Audi e-tron S choosing the right charging cable
Audi e-tron S: choosing the right charging cable
The e-tron S is one of the more demanding cars in Audi's electric line-up. Three motors, a heavier kerb weight, and an owner who wants the car to behave like a proper performance Audi every day. The charging cable is one of the least glamorous parts of that ownership experience, and one of the most consequential. A good cable disappears into the routine. A bad one slowly poisons every charging session at home.
Here is what actually matters when you pick one.
AC and DC are different conversations
For home and public charging, there are two different cable worlds:
- AC charging cables (Type 2 to Type 2) are what you use at a home wallbox, an office wallbox, or a public Type 2 post. You buy and carry this cable.
- DC fast charging cables (CCS) are permanently attached to the rapid charger. You never buy a DC cable yourself. The cable on the station is the cable you use.
So when you are "choosing a charging cable for the e-tron S", you are almost always choosing an AC Type 2 cable. The DC side takes care of itself at the station.
Match the cable to the car
The e-tron S accepts up to 11 kW AC over three phases at 16 A as standard. If your car was specified with the optional 22 kW on-board charger (available on the e-tron S and on the post-MY2021 e-tron 55), it will accept the full 22 kW at three phases, 32 A. Your cable needs to be able to handle whichever ceiling applies to your car without sweating.
What to look for:
- Three-phase, 16 A or higher. A cable rated only for single-phase or 13 A will cap your charging speed regardless of the wallbox.
- 22 kW (32 A) headroom is a sensible upgrade. On a standard 11 kW e-tron S the cable will run cooler at 11 kW and last longer; on a car with the optional 22 kW on-board charger you will actually use the full rating.
- Genuine Type 2 connectors with proper PP coding. Cheap copies often misreport the cable's current rating to the car, which then derates the session.
- Pure copper conductors, not copper-clad aluminium. Aluminium-cored cables run hotter and degrade faster.
- A length that suits your driveway, usually 5 m or 7.5 m. Longer than 10 m is rarely worth the resistance penalty and the storage hassle.
Certification and weatherproofing
The cable should carry CE marking and be made to IEC 62196-2, the standard for Type 2 connectors. The connectors should be rated to at least IP44 for protection against rain. Strain relief at both ends matters more than it sounds: most cable failures start at the cable gland next to the plug.

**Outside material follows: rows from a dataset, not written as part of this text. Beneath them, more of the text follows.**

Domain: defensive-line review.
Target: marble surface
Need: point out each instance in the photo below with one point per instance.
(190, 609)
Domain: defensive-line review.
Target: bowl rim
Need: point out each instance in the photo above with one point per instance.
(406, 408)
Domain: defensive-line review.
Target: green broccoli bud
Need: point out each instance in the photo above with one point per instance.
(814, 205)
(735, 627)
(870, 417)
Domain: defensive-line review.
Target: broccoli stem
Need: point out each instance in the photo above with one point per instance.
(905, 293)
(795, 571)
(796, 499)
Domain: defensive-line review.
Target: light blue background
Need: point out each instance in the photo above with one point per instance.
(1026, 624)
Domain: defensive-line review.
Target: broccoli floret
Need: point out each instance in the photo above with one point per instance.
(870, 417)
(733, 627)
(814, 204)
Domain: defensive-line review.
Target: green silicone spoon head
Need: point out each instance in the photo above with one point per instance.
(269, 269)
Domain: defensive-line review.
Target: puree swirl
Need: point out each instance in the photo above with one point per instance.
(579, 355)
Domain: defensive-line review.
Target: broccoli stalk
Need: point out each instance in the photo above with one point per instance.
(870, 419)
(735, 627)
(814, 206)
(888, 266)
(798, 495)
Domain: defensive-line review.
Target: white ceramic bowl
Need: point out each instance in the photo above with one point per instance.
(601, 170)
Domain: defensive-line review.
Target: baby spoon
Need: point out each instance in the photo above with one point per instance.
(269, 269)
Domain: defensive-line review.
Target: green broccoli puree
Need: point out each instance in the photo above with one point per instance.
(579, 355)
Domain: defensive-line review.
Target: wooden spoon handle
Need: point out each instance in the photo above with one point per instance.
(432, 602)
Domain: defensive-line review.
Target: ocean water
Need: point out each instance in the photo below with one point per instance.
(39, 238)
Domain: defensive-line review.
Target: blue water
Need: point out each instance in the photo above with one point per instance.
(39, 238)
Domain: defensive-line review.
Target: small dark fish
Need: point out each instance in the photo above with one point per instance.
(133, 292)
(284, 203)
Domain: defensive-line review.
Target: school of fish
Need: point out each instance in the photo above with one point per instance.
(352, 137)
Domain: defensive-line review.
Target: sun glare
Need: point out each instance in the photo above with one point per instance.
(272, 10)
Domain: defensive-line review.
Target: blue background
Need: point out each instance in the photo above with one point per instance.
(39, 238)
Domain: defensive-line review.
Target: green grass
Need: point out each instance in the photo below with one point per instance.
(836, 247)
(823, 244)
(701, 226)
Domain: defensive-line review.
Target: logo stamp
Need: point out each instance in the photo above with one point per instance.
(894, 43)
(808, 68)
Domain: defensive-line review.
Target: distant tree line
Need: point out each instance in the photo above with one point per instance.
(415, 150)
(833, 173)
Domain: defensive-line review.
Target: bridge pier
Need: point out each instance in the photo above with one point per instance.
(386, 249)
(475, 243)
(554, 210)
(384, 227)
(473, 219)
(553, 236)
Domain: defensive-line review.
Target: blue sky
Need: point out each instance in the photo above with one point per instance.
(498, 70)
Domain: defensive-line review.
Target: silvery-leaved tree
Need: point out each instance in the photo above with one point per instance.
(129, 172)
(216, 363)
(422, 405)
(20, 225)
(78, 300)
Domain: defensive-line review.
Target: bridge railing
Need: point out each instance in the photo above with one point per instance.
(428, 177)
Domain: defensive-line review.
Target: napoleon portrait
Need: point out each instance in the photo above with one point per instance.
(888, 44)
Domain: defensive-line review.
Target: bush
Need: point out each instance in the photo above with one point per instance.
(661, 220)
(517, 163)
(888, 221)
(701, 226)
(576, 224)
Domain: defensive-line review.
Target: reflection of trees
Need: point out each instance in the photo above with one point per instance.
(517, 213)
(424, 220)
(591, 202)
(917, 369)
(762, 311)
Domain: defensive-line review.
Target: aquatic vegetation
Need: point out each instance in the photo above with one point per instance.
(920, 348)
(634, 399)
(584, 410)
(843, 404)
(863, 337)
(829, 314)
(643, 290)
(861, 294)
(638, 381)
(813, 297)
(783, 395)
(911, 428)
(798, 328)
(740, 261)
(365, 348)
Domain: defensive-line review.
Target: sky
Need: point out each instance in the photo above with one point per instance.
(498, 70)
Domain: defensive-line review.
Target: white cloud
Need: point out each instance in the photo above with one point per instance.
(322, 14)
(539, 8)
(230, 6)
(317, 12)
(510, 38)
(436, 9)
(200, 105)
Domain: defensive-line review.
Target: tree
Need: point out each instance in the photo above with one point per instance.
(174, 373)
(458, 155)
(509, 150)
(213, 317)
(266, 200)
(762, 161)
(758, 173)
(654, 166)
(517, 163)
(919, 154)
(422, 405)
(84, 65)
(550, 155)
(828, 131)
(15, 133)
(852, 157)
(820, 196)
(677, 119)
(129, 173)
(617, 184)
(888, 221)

A practical recommendation
For the e-tron S, a three-phase, 32 A, 22 kW-rated, CE-certified Type 2 cable in 5 to 7.5 metres covers everything you will reasonably ask of it. The Voldt® Audi e-tron S Type 2 charging cable is built to that spec: full 22 kW capacity (which the car will actually use if you have the optional 22 kW on-board charger, otherwise sensible headroom over the standard 11 kW), pure copper conductors, proper PP coding, and weatherproof connectors. The cable never becomes the limiter, and you will not need to think about it again.
Bottom line
Match the cable to what your specific e-tron S can actually accept on AC (11 kW standard, 22 kW with the optional on-board charger, both three-phase), give yourself 22 kW headroom for longevity, insist on CE and IEC 62196-2, and pick the shortest length that comfortably reaches your wallbox.